Employers should start with the eligibility rules rather than the headline amount. The grant is for eligible young people aged 18 to 24 who have been out of work for six months. The government says employers will complete an online application and funding will follow after DWP verifies employment and earnings.

That means payroll records, employment dates, hours, pay and role details are likely to matter. Firms should make sure they can evidence the job clearly and keep records clean from day one. Businesses that already have stretched admin should be careful not to create a claim that becomes difficult to support later.

It is also worth thinking about how the role fits with existing training routes. The Prime Minister’s separate remarks to hospitality leaders pointed to a wider emphasis on technical education, apprenticeships and high-level skills. For a small employer, the practical question is whether this grant could sit alongside structured training, mentoring or an apprenticeship route rather than being a one-off recruitment subsidy.

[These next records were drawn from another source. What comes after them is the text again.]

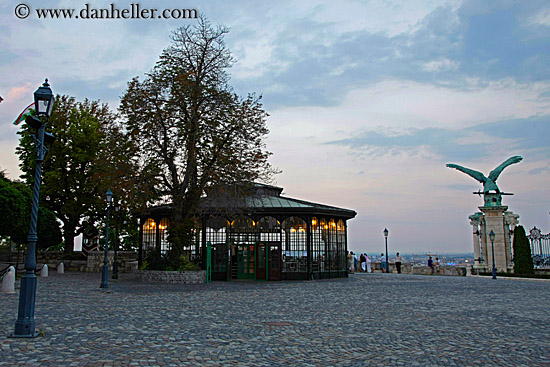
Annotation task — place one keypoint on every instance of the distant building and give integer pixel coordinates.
(262, 235)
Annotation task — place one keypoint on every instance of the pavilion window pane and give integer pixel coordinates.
(270, 229)
(333, 246)
(323, 248)
(295, 245)
(149, 235)
(163, 232)
(341, 233)
(216, 230)
(316, 245)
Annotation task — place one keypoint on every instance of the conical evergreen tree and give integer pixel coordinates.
(523, 262)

Cash flow and planning still matter

Because the funding is paid after checks, employers should not assume the grant will cover upfront wage costs immediately. Small firms should budget as if they are carrying the hire first, then treat the grant as support once the conditions are met. That is particularly important for firms already under pressure from slower sales, energy costs or late-paying customers.

BritishSME has previously covered how late payments keep squeezing small business cash flow. The same discipline applies here: before taking on a funded role, check the timing of wages, tax, training time and expected grant payments.

Employers should also avoid creating a role purely because a grant exists. The strongest use case is a vacancy the business already needs, where the funding helps make room for a younger worker who may need more support at the start. That could be a front-of-house role, junior technician post, trainee marketing assistant, warehouse role or entry-level admin job, depending on the business.

What small firms should do now

If the scheme looks relevant, employers should review the official GOV.UK guidance, confirm the eligibility conditions, and map out what evidence they will need before making an offer. It is also sensible to write down who will supervise the new recruit, what training they will receive in the first month, and what success looks like after three and six months.

For businesses that have been hesitating over junior recruitment, the Youth Jobs Grant is worth a close look. Used carefully, it could reduce the risk of giving a young person a first step into work. Used casually, it could simply add admin to an already busy small firm.